NH: Yes, I was. It's a huge show. I take quite seriously my responsibility to the younger audience. We did this very much with that teenage audience in mind. I interviewed the director, Melly Still, some time ago and she said you actually found the book "Coram Boy," which the play is based in, while browsing in a book store.
NH: Well, actually, I was listening to the radio one day. There was a book review program and this book sounded really good. I went out and bought it, specifically because it was a genre we might be interested in. It sounded like something we might want to do. As soon as we put His Dark Materials on stage, we could see there was a huge demand for this stuff. It wasn't being done. So, finding those stories for that audience that takes its parents, rather than vice-versa, was what I was really keen on. Word quickly spread on this one and we brought it back. Coram Boy was shepherded to a great extent by your associate Tom Morris, who has a couple projects coming up in the new season.
NH: Yes, he does. In the same genre, he's looking after War Horse, and he's actually co-directing it. And he's adapted A Matter of Life and Death with Emma Rice. Is it your intention to always have the kind of spectacular theatre represented by His Dark Materials, Coram Boy and War Horse in your line-up at the National?
NH: Spectacular, but only in the context of this particular genre. It was something that had been neglected. There's obviously children's theatre being done, and the National have done adaptations of the great Edwardian and Victorian children's classics. They can often be wonderful, really moving. That's the kind of theatre that parents bring their kids to. Engaging the teenage audience just as it is sorting out what it likes, what it is excited at, engaging them so they hassle their parents to come — that seems to me to be absolutely essential. We have these big stages. We can tell big stories with large casts in theatrically adventurous ways. Spectacular for its own sake is not an interest. But large-scale engagements of the teenage imagination seems to me one thing we have to do if we're going to be a subsidized national institution. And we love doing it. Recently, you had to take over the direction of The Rose Tattoo when director Stephen Pimlott died. Was that a difficult experience?
NH: Well, it was difficult for all the obvious reasons. It was personally very difficult for everybody involved. It had been a play Stephen and I had been talking about before he got his cancer diagnosis. When he went into remission and we talked again about his doing that play, both he and I knew that there was a possibility that he wouldn't get through it. We talked about me taking it over if he wasn't able to complete it. It wasn't a shock [when he died], but it was nevertheless the worst possible outcome. It was awful. But I'm really glad that he prepared and rehearsed it for the time that he did. Tattoo starred Zoe Wanamaker. She'll be starring in your production of Much Ado About Nothing as well. Is she one of your favorite actresses?

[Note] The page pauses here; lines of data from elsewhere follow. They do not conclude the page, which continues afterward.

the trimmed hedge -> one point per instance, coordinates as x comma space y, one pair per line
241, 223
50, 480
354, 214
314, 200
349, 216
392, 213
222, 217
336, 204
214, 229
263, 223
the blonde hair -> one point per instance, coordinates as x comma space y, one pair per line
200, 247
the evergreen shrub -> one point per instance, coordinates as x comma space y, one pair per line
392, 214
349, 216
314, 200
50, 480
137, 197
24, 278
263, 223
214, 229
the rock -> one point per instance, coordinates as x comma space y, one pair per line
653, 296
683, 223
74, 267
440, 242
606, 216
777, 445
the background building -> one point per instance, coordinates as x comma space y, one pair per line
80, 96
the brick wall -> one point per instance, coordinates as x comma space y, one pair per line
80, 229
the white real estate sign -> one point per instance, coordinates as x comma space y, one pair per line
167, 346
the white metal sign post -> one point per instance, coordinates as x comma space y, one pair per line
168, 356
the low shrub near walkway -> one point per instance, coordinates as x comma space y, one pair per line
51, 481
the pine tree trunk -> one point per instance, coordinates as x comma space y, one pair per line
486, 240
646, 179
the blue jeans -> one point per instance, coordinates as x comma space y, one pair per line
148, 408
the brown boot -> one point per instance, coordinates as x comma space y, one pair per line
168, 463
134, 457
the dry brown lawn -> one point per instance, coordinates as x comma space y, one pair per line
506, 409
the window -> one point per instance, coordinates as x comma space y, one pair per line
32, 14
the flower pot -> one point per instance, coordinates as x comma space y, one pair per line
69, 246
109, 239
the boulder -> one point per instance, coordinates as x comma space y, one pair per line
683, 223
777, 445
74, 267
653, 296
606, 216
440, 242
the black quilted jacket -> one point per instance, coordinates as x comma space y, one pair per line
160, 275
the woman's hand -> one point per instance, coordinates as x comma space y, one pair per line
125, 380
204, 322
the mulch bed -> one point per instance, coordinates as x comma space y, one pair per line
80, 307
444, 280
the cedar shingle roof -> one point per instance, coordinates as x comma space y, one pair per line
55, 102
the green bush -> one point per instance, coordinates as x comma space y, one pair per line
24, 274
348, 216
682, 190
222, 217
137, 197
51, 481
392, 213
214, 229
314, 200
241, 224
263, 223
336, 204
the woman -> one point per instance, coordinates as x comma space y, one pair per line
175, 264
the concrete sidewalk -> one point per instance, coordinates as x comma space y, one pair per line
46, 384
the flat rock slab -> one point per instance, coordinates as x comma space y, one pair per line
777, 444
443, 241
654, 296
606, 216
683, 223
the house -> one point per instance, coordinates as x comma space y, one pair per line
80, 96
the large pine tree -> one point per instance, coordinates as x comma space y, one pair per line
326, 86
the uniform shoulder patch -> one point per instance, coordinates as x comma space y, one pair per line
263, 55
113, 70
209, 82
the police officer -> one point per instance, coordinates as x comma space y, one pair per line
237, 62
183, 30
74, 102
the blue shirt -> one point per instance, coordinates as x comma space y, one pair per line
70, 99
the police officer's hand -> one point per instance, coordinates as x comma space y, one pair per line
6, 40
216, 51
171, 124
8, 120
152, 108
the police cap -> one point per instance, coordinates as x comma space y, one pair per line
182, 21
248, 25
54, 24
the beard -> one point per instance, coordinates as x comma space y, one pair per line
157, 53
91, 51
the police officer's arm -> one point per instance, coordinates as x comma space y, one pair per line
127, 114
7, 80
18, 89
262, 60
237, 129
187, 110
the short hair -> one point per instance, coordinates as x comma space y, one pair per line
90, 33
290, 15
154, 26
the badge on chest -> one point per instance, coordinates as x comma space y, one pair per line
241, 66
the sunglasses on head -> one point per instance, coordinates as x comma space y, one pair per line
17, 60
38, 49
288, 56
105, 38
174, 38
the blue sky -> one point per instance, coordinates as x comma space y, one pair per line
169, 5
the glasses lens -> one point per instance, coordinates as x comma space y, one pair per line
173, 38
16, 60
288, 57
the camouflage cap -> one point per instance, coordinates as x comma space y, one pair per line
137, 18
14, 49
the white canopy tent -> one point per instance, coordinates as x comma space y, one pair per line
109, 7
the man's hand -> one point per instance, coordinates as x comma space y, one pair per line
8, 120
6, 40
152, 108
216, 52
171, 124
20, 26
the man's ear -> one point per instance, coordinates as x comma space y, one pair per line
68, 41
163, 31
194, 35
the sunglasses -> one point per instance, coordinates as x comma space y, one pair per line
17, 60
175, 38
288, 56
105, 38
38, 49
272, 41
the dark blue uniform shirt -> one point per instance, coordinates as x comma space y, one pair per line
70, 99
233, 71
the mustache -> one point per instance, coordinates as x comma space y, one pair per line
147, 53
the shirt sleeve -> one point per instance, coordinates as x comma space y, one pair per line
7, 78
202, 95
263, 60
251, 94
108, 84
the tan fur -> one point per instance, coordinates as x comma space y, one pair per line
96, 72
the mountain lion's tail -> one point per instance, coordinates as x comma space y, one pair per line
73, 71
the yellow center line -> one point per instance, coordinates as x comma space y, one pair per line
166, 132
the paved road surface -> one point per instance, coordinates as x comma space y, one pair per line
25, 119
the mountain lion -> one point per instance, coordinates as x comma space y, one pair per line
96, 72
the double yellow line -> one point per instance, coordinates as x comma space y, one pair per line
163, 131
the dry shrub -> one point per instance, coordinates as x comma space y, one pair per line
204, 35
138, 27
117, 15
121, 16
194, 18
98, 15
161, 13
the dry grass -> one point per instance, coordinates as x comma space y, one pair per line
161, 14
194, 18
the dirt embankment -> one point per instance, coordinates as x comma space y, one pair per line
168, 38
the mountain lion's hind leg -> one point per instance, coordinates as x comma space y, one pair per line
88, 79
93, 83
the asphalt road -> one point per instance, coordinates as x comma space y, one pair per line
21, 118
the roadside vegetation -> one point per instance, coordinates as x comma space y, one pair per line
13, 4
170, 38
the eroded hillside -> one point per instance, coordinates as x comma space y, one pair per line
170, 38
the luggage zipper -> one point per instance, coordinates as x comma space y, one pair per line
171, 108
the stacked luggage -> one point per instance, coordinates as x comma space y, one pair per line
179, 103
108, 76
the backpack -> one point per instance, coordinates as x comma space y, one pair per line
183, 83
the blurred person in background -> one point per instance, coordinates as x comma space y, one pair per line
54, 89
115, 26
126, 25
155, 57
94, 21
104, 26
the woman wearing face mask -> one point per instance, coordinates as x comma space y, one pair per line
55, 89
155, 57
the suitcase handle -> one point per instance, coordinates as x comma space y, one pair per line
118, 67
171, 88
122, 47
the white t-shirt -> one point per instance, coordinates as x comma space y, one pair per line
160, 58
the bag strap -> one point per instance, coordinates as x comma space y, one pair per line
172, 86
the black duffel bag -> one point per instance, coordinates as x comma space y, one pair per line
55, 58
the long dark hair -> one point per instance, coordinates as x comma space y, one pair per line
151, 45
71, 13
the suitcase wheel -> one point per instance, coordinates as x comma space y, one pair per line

NH: Yeah. I hope so. (Laughs) You've said that you thought your collaboration with The History Boys playwright Alan Bennett was the best thing that's ever happened to you artistically. I know he's not the most prolific of playwrights, but are you two going to do something new soon?
NH: Not only is he not prolific, but he keeps his cards closer to his chest than any other writer I know. There are writers who, as soon as they start to talk about what they're writing, can't write it anymore. I completely respect that. Are there any new additions to the coming National Theatre season you can announce?
NH: Peter Handke's The Hour We Knew Nothing of Each Other, which we'll be doing right at the beginning of next year. That's a vast cast. It's been done over the past year all over the Continent. Nobody says anything. Hardly any words are spoken.